In terms of stigma, some students worry about their peers knowing that they see a psychologist. First, all sessions are confidential. Second, more people than ever are seeking the services of psychologists, and there are many public campaigns that target the stigma of seeking treatment. This means that more and more people are talking about mental health and accepting the fact that it is necessary for many people to attend therapy at some point. The catastrophic worry of "everyone will think I'm crazy" is simply not true.
Furthermore, not everyone in therapy has a serious mental health problem. Many of my clients do not have a mental illness. They use therapy for support, decision-making, proactive coping, etc. I think we are getting closer to the day when going for a psychological assessment will be considered on par with a physical check-up with your GP. And by the way, if your friends learn that you are seeing (or saw) a psychologist, that might empower them to seek help as well.
4. Avoid Overreactions
Inevitably, at some point this year you will have an argument with a friend or significant other, a conflict with a professor, or experience some sort of rejection. As a result, your immediate emotions of anger, shame, embarrassment, anxiety and/or sadness might motivate you to do something impulsive to address the issue (ex: leave a voice message you really shouldn't leave; decide that a relationship is over; write yourself off as a loser).
I have seen enough of these situations to offer the following tip: wait until some time has passed and the emotions have decreased in strength before deciding to act in some significant way.
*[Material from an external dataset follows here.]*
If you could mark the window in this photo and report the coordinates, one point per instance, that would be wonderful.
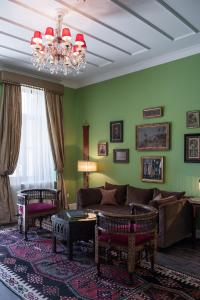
(35, 167)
Generally speaking, people don't stay angry for long, they forgive, you forgive, and life returns to normal. Many people tend to catastrophize (i.e., think of the worst case scenario) following stressful events, and they feel like they have to act NOW! Breathe, slow down, and wait until things have calmed down. Nine times out of ten, things are not as bad as you think and life will return to normal sooner than you think. If not, see tip #3.
5. Stay Active
There is just too much evidence that exercise reduces stress and contributes to increased physical and mental health -- both published and anecdotal -- not to include this final piece of advice. Between intramural sports (which is one of the things I miss most about university) and the university gym, there is ample opportunity for you to exercise and keep active. And these things tend to be free or very low cost. The impact this will have on stress, anxiety and mood is well worth the time it takes out of your day. It is also a great way to have some social time.
*Due to high demand, university counselling services can sometimes have long wait lists. If you need to see a professional sooner than later, consider seeing a psychologist in private practice. You might have some insurance coverage to help pay for private sessions (speak with an administrator at your school about such coverage). Also, some psychologists have a reduced rate for students, so inquire about which psychologists provide this option. There might also be programs at the local hospitals or clinics that take new clients. The intake coordinator at the university counselling center can usually offer information on such local services.
If your mental health issue is an emergency (ex: suicidal thinking), go immediately to the nearest emergency room.